26 November 2012
ByAppeared in BioNews 683
Non-invasive prenatal screening for certain abnormalities in fetal chromosomes should be offered to at-risks mothers, recommends the American College of Obstetricians and Gynecologists (ACOG). The opinion has been well-received by companies that offer the technology for this test.
'We are very encouraged that ACOG is recognising the demand and the promise of non-invasive prenatal testing and how it is going to improve care for pregnant mothers', says Jonathan Sheena, chief technology officer for the California-based prenatal DNA testing company, Natera.
Fetal DNA can be found in the maternal bloodstream, outside of cells, and can therefore be tested for chromosomal abnormalities without the use of an invasive procedure that carries a small risk of miscarriage. The technology behind cell-free fetal DNA testing is still being evaluated. However, data collected so far suggests it is useful for at-risk mothers in the detection of fetal trisomy – a genetic defect where there are three copies of a particular chromosome, instead of two.

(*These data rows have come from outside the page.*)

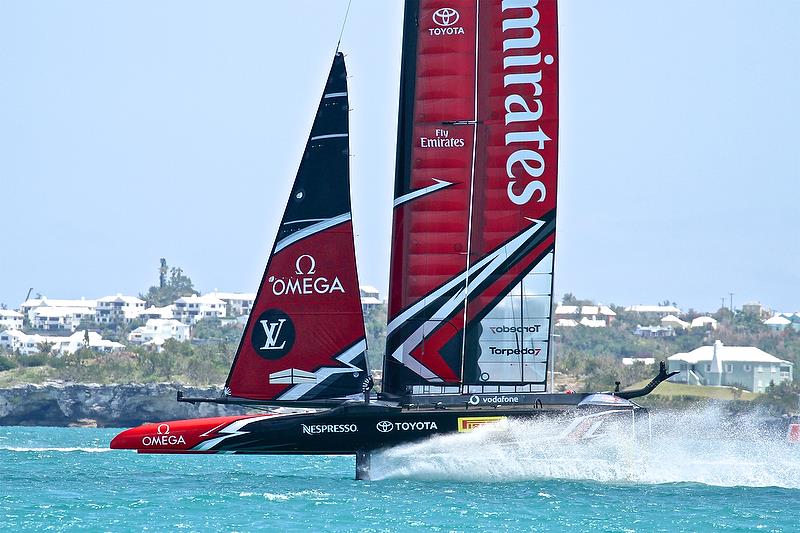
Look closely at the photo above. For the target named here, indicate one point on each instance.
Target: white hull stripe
(440, 184)
(311, 230)
(331, 136)
(324, 373)
(232, 430)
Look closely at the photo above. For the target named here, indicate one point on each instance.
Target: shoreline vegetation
(586, 358)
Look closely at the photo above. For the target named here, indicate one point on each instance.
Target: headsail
(475, 197)
(305, 337)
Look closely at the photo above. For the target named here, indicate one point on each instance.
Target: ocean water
(694, 474)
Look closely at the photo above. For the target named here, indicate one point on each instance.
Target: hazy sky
(131, 131)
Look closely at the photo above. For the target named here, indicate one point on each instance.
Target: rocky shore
(81, 404)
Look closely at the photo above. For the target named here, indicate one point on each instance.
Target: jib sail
(305, 339)
(475, 198)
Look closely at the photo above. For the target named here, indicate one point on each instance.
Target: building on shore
(15, 341)
(659, 311)
(191, 309)
(118, 309)
(156, 331)
(745, 367)
(238, 303)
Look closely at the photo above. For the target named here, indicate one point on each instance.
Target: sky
(131, 131)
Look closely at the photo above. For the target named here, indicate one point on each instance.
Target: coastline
(65, 404)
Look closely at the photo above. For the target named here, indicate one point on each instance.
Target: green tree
(45, 347)
(170, 288)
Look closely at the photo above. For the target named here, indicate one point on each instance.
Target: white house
(777, 323)
(165, 312)
(76, 341)
(44, 301)
(704, 322)
(674, 322)
(628, 361)
(370, 296)
(587, 315)
(12, 340)
(119, 308)
(240, 303)
(160, 329)
(59, 318)
(654, 331)
(190, 309)
(10, 319)
(720, 365)
(658, 310)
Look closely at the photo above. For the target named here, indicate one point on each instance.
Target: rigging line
(344, 23)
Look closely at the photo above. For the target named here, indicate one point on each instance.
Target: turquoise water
(67, 479)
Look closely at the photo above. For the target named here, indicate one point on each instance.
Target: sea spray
(704, 446)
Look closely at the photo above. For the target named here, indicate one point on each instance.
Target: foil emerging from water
(703, 446)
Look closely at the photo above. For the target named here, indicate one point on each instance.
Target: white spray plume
(702, 446)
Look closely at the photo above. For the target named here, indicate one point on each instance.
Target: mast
(305, 338)
(474, 219)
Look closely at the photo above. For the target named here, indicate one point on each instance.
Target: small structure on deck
(735, 366)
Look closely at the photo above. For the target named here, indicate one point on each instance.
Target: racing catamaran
(471, 270)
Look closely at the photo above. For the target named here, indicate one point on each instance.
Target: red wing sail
(474, 218)
(305, 337)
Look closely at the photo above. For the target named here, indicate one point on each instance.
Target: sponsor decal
(273, 334)
(534, 328)
(492, 400)
(514, 351)
(320, 429)
(163, 437)
(524, 105)
(384, 426)
(445, 19)
(305, 280)
(441, 139)
(471, 422)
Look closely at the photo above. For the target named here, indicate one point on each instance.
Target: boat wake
(685, 447)
(52, 449)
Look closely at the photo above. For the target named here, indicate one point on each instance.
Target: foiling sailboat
(469, 330)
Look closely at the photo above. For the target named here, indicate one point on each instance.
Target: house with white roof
(161, 329)
(777, 323)
(654, 331)
(44, 301)
(165, 312)
(118, 309)
(703, 322)
(48, 318)
(657, 310)
(593, 316)
(370, 296)
(17, 341)
(10, 319)
(719, 365)
(240, 303)
(674, 322)
(78, 340)
(190, 309)
(12, 340)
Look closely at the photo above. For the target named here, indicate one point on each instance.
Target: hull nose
(179, 436)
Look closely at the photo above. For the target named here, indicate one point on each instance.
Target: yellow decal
(470, 423)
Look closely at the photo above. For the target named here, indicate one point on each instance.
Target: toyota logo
(384, 426)
(446, 16)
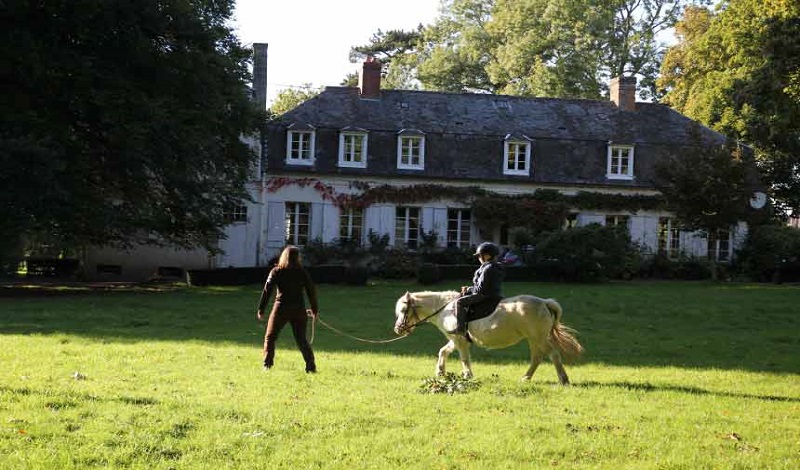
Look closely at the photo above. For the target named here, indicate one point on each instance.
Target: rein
(373, 341)
(423, 320)
(342, 333)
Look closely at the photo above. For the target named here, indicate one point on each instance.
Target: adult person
(290, 279)
(485, 291)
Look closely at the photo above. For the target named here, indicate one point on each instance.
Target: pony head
(405, 314)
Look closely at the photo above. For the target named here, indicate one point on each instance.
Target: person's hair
(290, 258)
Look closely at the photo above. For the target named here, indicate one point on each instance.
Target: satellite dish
(758, 200)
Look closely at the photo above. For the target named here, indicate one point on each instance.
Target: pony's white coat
(516, 318)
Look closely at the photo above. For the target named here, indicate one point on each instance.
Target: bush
(428, 273)
(397, 264)
(585, 254)
(356, 275)
(770, 251)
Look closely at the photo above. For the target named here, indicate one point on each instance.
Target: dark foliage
(122, 121)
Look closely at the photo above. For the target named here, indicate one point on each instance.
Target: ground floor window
(459, 223)
(407, 227)
(669, 237)
(297, 223)
(719, 245)
(351, 225)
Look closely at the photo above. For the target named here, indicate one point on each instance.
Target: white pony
(515, 318)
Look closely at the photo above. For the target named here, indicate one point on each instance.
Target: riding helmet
(487, 248)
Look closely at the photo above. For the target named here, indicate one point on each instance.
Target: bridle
(411, 307)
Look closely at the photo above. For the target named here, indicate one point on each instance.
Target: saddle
(481, 309)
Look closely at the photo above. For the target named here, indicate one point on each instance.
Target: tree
(707, 187)
(737, 70)
(553, 48)
(122, 121)
(290, 98)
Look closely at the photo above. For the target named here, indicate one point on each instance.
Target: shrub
(769, 251)
(397, 264)
(428, 273)
(590, 253)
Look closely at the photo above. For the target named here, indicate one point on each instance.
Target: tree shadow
(663, 325)
(651, 388)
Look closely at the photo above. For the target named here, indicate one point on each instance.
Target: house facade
(321, 160)
(355, 161)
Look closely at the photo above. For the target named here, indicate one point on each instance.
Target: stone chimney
(369, 80)
(260, 75)
(623, 93)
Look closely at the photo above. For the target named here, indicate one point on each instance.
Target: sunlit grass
(675, 376)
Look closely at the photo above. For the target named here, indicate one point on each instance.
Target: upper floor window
(719, 245)
(516, 156)
(458, 228)
(300, 147)
(618, 220)
(351, 225)
(297, 222)
(620, 162)
(237, 213)
(411, 152)
(407, 227)
(353, 149)
(669, 237)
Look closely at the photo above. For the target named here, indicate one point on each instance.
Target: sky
(310, 40)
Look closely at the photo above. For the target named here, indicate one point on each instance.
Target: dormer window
(620, 162)
(410, 151)
(353, 148)
(300, 147)
(517, 156)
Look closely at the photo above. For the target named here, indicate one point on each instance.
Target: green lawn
(675, 375)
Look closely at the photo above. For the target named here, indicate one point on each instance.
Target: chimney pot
(369, 80)
(623, 92)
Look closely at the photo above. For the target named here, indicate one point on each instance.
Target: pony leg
(536, 359)
(555, 356)
(466, 366)
(446, 350)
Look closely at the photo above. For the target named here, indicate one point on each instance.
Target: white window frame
(511, 147)
(236, 214)
(461, 236)
(669, 238)
(406, 144)
(347, 226)
(403, 232)
(353, 144)
(615, 158)
(292, 225)
(618, 219)
(719, 246)
(304, 155)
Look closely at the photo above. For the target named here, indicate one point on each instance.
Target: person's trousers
(297, 319)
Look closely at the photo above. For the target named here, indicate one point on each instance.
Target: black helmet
(487, 248)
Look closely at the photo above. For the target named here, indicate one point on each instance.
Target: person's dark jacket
(290, 284)
(487, 280)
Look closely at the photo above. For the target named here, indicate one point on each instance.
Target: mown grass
(676, 375)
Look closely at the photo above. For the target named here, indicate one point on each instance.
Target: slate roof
(464, 134)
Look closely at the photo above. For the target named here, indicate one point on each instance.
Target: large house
(331, 150)
(337, 145)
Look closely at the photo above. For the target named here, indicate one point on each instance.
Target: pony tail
(563, 337)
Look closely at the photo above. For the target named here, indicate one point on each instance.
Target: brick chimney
(369, 80)
(623, 93)
(260, 75)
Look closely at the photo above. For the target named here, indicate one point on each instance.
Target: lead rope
(314, 320)
(342, 333)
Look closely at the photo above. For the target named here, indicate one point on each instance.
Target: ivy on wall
(544, 209)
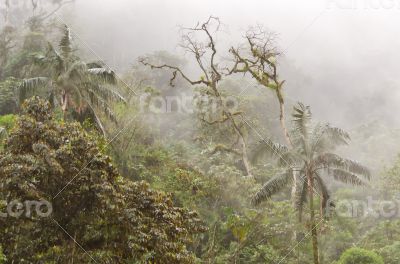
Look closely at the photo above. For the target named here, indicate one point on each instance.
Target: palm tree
(72, 83)
(310, 157)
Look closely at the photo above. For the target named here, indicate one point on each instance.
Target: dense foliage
(358, 255)
(115, 220)
(203, 158)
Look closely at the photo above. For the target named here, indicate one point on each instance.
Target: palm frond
(108, 94)
(330, 160)
(3, 133)
(273, 186)
(30, 85)
(326, 138)
(104, 75)
(323, 190)
(66, 41)
(301, 197)
(346, 177)
(268, 147)
(301, 119)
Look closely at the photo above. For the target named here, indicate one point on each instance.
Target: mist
(346, 52)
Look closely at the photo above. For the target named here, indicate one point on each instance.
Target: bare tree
(258, 59)
(205, 53)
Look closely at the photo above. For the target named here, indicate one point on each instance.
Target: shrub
(359, 255)
(113, 219)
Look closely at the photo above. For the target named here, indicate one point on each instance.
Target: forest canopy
(212, 152)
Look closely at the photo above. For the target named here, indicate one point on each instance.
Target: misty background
(340, 59)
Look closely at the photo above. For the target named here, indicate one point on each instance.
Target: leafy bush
(359, 255)
(2, 257)
(7, 121)
(391, 253)
(115, 220)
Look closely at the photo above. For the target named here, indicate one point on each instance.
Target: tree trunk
(282, 118)
(313, 226)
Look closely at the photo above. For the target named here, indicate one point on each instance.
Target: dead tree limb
(205, 55)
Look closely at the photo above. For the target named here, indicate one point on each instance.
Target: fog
(346, 51)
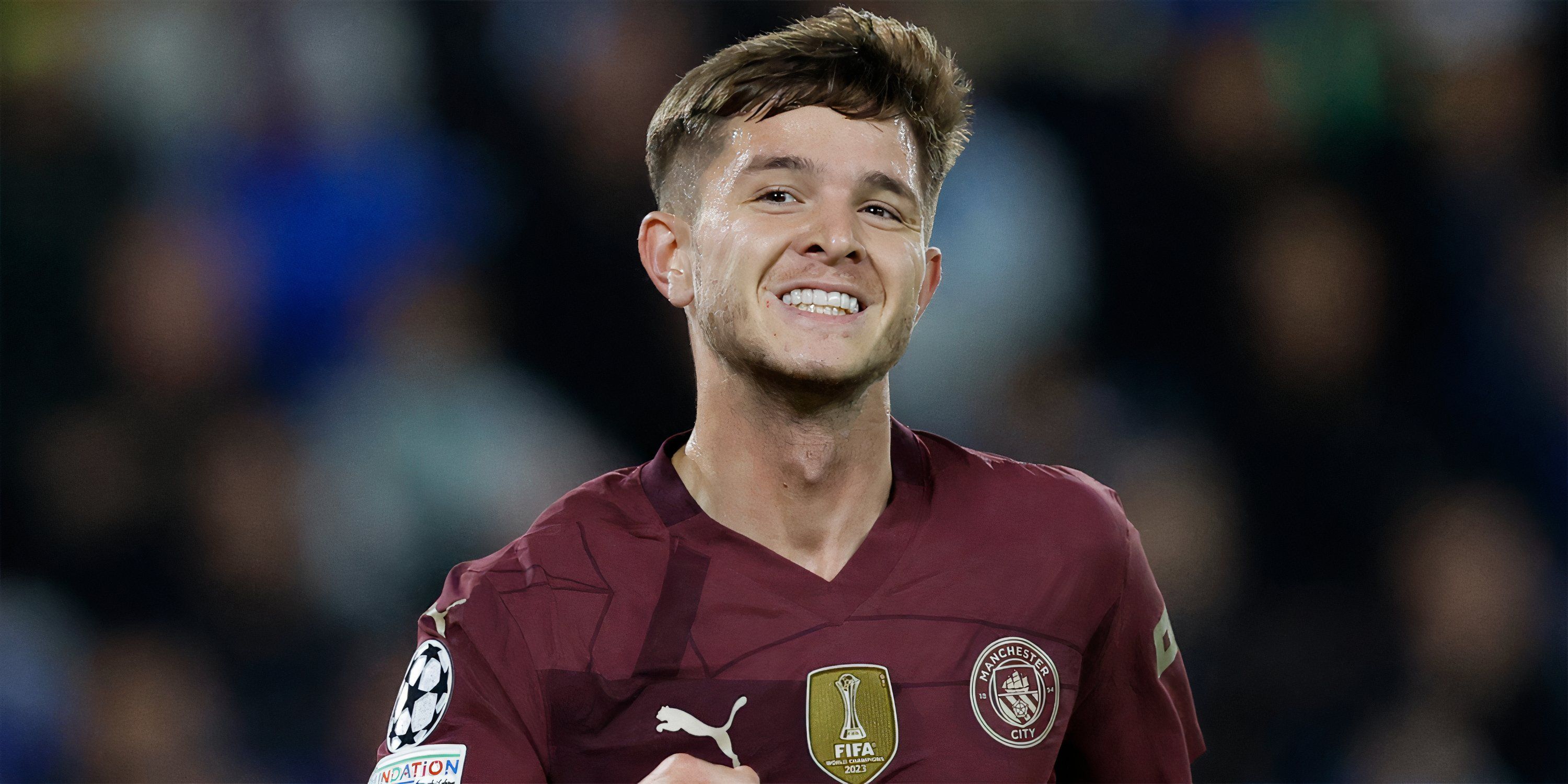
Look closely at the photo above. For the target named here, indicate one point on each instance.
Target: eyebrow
(874, 179)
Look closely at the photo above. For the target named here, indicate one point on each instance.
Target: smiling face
(795, 217)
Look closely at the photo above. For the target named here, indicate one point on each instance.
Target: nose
(832, 237)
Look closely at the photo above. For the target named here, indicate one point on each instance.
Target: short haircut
(857, 63)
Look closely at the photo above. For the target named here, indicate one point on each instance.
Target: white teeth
(821, 302)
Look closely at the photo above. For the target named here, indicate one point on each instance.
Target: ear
(662, 240)
(933, 278)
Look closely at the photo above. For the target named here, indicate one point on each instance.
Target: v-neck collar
(833, 599)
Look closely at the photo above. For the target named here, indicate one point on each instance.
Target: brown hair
(857, 63)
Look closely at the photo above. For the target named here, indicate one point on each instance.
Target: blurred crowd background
(305, 303)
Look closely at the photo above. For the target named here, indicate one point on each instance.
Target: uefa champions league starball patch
(422, 698)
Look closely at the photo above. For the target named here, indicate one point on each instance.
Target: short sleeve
(1134, 719)
(496, 709)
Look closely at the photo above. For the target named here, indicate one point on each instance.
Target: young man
(802, 589)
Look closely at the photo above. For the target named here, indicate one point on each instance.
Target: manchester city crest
(852, 723)
(1013, 690)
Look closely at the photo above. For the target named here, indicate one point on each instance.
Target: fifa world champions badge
(852, 723)
(1015, 692)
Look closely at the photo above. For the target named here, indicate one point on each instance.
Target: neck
(806, 485)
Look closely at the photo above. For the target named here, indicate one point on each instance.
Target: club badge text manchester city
(852, 723)
(1013, 690)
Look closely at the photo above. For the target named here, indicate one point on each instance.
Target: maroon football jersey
(999, 623)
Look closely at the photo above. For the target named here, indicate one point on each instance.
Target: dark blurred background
(305, 303)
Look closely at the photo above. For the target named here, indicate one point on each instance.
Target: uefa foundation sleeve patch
(433, 764)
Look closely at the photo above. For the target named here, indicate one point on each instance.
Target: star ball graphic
(422, 698)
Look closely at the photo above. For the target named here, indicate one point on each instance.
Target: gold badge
(852, 725)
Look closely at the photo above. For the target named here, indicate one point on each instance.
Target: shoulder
(571, 540)
(1031, 499)
(598, 538)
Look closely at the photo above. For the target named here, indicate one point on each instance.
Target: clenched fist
(684, 769)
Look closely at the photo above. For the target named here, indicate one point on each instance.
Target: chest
(899, 690)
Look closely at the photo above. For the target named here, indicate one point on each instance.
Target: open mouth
(822, 302)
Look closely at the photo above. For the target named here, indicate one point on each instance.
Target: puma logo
(673, 720)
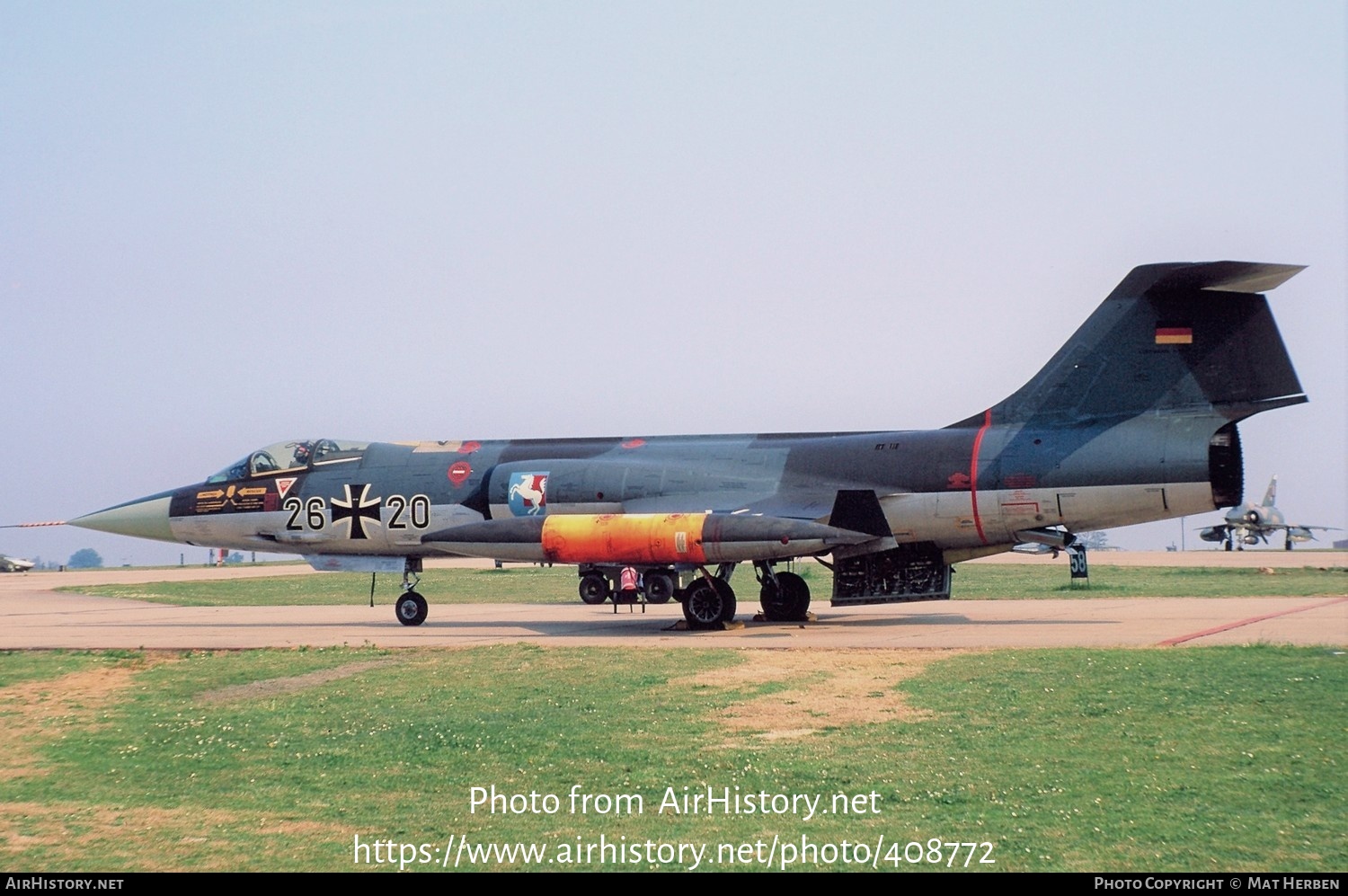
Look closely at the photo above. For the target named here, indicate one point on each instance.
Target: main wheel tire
(660, 588)
(593, 588)
(709, 604)
(787, 601)
(412, 608)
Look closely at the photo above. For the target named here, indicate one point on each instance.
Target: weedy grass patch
(1215, 758)
(557, 585)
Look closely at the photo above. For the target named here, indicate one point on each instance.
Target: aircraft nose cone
(143, 518)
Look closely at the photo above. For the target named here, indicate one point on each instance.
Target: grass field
(1216, 758)
(538, 585)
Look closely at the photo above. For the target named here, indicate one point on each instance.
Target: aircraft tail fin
(1272, 494)
(1172, 337)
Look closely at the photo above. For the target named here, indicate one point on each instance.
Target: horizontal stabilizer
(1170, 337)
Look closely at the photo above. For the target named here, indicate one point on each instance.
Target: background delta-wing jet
(1132, 421)
(15, 564)
(1255, 523)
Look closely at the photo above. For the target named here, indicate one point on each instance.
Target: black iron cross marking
(356, 510)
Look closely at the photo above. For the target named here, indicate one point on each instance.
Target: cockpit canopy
(291, 457)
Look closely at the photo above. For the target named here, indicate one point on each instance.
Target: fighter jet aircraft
(1132, 421)
(1255, 523)
(15, 564)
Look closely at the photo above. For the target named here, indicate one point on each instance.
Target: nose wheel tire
(708, 604)
(412, 608)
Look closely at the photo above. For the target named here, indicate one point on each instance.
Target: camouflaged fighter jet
(1132, 421)
(1255, 523)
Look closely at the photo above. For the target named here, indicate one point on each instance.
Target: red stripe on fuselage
(973, 473)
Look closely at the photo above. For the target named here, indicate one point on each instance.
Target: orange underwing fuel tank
(639, 537)
(642, 537)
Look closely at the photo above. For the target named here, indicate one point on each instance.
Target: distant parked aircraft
(1254, 523)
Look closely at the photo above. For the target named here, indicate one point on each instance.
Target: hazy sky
(229, 224)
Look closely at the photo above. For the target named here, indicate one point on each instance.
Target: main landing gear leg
(785, 597)
(709, 601)
(412, 607)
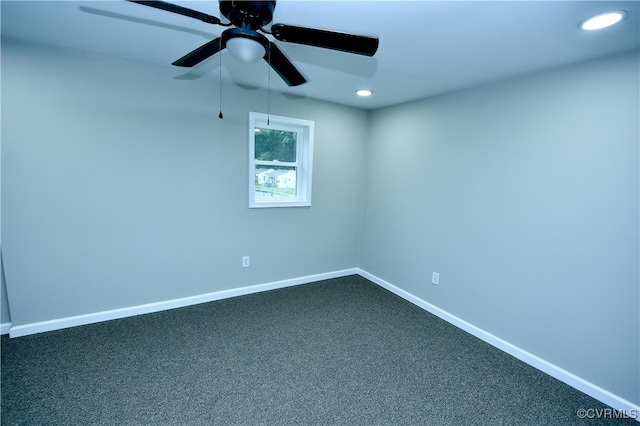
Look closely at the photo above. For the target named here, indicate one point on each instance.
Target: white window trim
(304, 160)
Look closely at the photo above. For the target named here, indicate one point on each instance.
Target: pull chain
(220, 79)
(269, 88)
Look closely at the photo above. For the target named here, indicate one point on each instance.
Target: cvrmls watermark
(606, 413)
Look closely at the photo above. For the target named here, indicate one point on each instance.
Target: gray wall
(523, 195)
(122, 187)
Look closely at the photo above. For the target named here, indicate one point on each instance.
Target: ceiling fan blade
(283, 66)
(345, 42)
(201, 53)
(169, 7)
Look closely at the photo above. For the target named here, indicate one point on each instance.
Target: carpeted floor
(335, 352)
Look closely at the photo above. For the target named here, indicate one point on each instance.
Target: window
(280, 160)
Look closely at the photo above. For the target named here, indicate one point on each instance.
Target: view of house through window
(275, 162)
(280, 161)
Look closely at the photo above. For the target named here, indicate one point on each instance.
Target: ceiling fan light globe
(245, 49)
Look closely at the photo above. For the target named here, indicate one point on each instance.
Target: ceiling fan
(246, 43)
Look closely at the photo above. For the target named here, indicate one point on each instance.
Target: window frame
(303, 164)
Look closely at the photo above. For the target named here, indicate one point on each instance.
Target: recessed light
(603, 20)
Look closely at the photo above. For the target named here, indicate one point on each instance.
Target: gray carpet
(335, 352)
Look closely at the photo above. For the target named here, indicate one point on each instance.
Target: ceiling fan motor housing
(251, 15)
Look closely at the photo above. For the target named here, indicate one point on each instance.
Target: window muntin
(280, 158)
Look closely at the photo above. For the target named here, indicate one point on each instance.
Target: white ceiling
(426, 47)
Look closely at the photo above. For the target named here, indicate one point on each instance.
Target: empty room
(320, 212)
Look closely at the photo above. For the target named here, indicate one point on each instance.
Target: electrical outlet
(435, 278)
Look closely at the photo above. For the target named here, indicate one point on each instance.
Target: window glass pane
(275, 145)
(275, 182)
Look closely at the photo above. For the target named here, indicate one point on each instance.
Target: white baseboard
(60, 323)
(5, 328)
(570, 379)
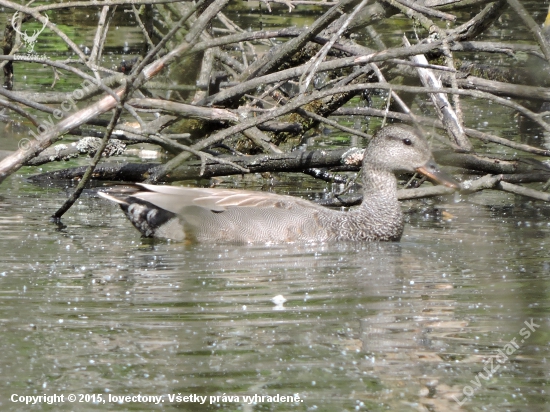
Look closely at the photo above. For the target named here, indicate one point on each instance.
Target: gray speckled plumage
(223, 215)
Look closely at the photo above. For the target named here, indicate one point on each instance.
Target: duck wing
(175, 199)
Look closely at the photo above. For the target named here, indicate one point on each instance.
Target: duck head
(400, 149)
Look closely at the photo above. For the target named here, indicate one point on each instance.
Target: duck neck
(379, 184)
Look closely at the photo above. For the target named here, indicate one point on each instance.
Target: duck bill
(431, 171)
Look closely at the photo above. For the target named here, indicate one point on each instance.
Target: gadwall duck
(225, 215)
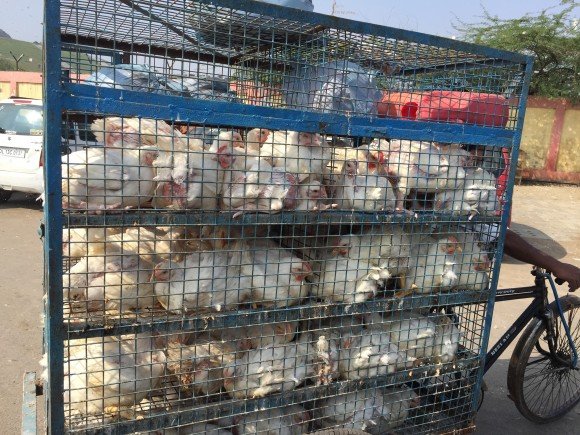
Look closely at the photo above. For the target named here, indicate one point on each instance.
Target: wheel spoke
(548, 389)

Women considered at-risk include those over the age of 35 years, those who have a history of a child with a trisomy and those whose fetal ultrasound scans suggest a chromosomal abnormality may be present. The test was not recommended as routine clinical practice and was not suggested for low-risk women or those carrying multiple fetuses, due to a lack of data to validate its use in these groups as yet.
The ACOG state, in their committee opinion released jointly with the Society for Maternal-Fetal Medicine Publications Committee, that cell-free fetal DNA testing 'does not replace the precision obtained with diagnostic tests, such as chorionic villus sampling (CVS) or amniocentesis, and currently does not offer other genetic information'.
The test can only detect three conditions; trisomy 13 that causes Patau's syndrome, trisomy 18 that causes Edwards' syndrome and trisomy 21 that causes Down's syndrome. A positive test result should still be confirmed using CVS or amniocentesis, reports the ACOG.
The committee opinion concludes: 'To offer a cell free fetal DNA test, pretest counseling regarding these limitations is recommended. The use of a cell free fetal DNA test should be an active, informed choice and not part of routine prenatal laboratory testing'. As cell-free fetal DNA testing is still under development it is not currently available on the NHS.
The opinion was published in the journal Obstetrics & Gynecology.